The first one is the current interest. The second is past-due interest. The third is the capital. And just like with a mortgage, you should start out paying mostly interest and a little capital. But as you begin paying down the capital, you’ll have less interest to pay down, so your changes can focus more and more on the long-term solution.
In other words, that prototype isn’t wasted work that will be thrown away. It’s a payment on the principle of organizational debt (though not technical debt) that lowers your future interest payments by preparing the Process for the production system.
Address an Immediate Need
Often, you can’t build the infrastructure that will show the lab teams how awesome your plan is unless they do some work up front to help you build it. Maybe they need to run their experiments a bit differently. Maybe they need to learn a new system for reviewing analysis results. Maybe they just need to try a prototype and give you feedback. But the only way to convince them to do that work, is to show them how that work will lead to a payoff. So how do you show them how great the thing is when you can’t build the thing until you’ve shown them?
One common strategy is to try to build it without them. Design an end-to-end solution that enables a completely new approach. Put your head down. Work as hard as you can. Hope you have something to show before people start asking questions. Not surprisingly, this often doesn’t work out so well.
A better approach is an MVP/MVC: take the smallest possible step that solves an immediate problem in a way that’s closer to how you want things to be than they are now. Make it small enough that the solution is ready when your stakeholder needs it.
It doesn’t matter if it involves manual steps that you could easily automate if you had another couple weeks. It’s fine if you end up throwing away most or all of the code. Don’t worry if it isn’t as perfect as you want it to be. Paying the interest is the most miserable part of a mortgage, but people still do it and this is no different.
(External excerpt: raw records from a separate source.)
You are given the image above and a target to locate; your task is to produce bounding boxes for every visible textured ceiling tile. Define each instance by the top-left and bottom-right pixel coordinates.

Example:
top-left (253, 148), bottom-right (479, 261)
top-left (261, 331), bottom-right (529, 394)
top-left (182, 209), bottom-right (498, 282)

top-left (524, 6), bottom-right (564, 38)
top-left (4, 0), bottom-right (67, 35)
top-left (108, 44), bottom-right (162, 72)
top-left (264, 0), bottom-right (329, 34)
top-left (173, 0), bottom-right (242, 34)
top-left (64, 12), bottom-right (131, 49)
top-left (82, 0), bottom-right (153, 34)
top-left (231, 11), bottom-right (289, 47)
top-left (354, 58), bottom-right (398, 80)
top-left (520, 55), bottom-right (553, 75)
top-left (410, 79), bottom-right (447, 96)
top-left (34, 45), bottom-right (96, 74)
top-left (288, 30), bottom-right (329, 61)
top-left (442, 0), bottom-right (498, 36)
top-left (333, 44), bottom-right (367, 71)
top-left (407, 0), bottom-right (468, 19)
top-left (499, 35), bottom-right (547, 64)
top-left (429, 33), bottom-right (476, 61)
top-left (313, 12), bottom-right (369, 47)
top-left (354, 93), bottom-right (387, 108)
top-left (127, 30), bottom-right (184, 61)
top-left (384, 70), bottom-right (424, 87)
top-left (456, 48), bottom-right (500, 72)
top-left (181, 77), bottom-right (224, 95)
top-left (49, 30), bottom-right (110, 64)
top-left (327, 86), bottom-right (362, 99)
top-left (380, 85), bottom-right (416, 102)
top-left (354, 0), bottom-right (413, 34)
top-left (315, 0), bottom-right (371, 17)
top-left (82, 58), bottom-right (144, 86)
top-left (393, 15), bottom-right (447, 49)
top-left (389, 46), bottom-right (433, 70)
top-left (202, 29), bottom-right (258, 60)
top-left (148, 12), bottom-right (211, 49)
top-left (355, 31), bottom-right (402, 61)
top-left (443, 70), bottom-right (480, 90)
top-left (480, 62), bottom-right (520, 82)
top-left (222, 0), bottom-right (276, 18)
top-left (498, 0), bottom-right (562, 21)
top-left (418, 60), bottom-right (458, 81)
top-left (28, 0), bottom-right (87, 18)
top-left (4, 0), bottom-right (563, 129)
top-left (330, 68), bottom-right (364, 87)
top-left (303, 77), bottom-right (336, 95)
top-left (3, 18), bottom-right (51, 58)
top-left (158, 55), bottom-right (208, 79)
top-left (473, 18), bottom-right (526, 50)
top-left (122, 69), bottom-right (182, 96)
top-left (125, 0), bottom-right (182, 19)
Each MVC is a new anchor that helps your organization create a shared mental model that’s better aligned with what you need. When your stakeholders see you solving a problem that they need solved today, they’ll be more likely to come to you with their next problem tomorrow. They’ll be more willing to do the work you need from them. They’ll tell you sooner, giving you more time to build the solution the right way. Next time, you can build something closer to the big vision. You can throw away less code.
Conclusion
Implementing Minimum Viable Changes isn’t easy. It takes discipline to recognize when a plan that looks good on paper isn’t granular enough. It takes creativity to break up monolithic changes. It takes patience to take baby steps towards a vision you know will revolutionize your organization once they’re ready for it. But as you get through the first few MVCs, you’ll start to build momentum. A few more and your team will start to feel it. So will your stakeholders. This approach may not be easy, but it’s absolutely worth it.